Saturday’s "Yellow Ribbon Program" at Lakewood Baptist Church was a primer on what kind of help soldiers and their families may need during the deployment, from health insurance to support group networking to psychological counseling. The daylong program is a fairly new initiative for the military.

"This is recognizing the fact that while we’re fighting battles in Afghanistan, families are still fighting battles in the rear," said Capt. Todd Bostic, commander of the 225-troop Army Reserve unit based out of Gainesville. "This gives them a lot of support they haven’t had before."

The 802nd, which supplies ammunition to fighting forces, is scheduled to mobilize next month and could be in Afghanistan by December. The unit last deployed overseas in 2003-04, when it was among the first ordnance companies in Kuwait and later Iraq, supplying troops in the early ground battles of Operation Iraqi Freedom.

There are a lot of new faces in the company since then, many who have never been in a war zone.

"Some are anxious," Sgt. First Class Eleanor Jackson said. "If you look at this unit, they’re very young. So this is new to them. That’s why they need this support — we need to let them know we’ve got their back."

Saturday’s workshop with soldiers and their families covered family networking on the homefront, financial readiness, family issues during deployment, counseling and veterans benefits, among other topics.
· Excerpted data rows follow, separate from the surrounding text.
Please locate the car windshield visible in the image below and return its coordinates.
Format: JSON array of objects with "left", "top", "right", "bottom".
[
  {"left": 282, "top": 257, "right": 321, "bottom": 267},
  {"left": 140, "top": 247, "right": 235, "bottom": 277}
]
Alisa Grayson of Braselton soon will see her husband, Staff Sgt. Gerald Grayson, off to war for a second time. The couple have three teenage children.

"Mentally, we have to get prepared," said Grayson, who is active in the network of soldiers’ families known in military lingo as the "FRG," Family Readiness Group. "We’re just trying to readjust our lives, with the household and the children."

The FRG is all about "being supportive," Grayson said. "It’s just a lot of praying, talking and communicating. It’s a close-knit support group."

Grayson said Saturday’s program showed that "the outreach is extraordinary, as far as what the military is offering families."

Sgt. Shamika Grimes can’t say she’s looking forward to her second deployment overseas. Her parents and siblings will be praying for her safe return.

"It’s here," Grimes said of the orders to ship out. "You can’t change it. I’m ready to do what I’ve got to do and come home."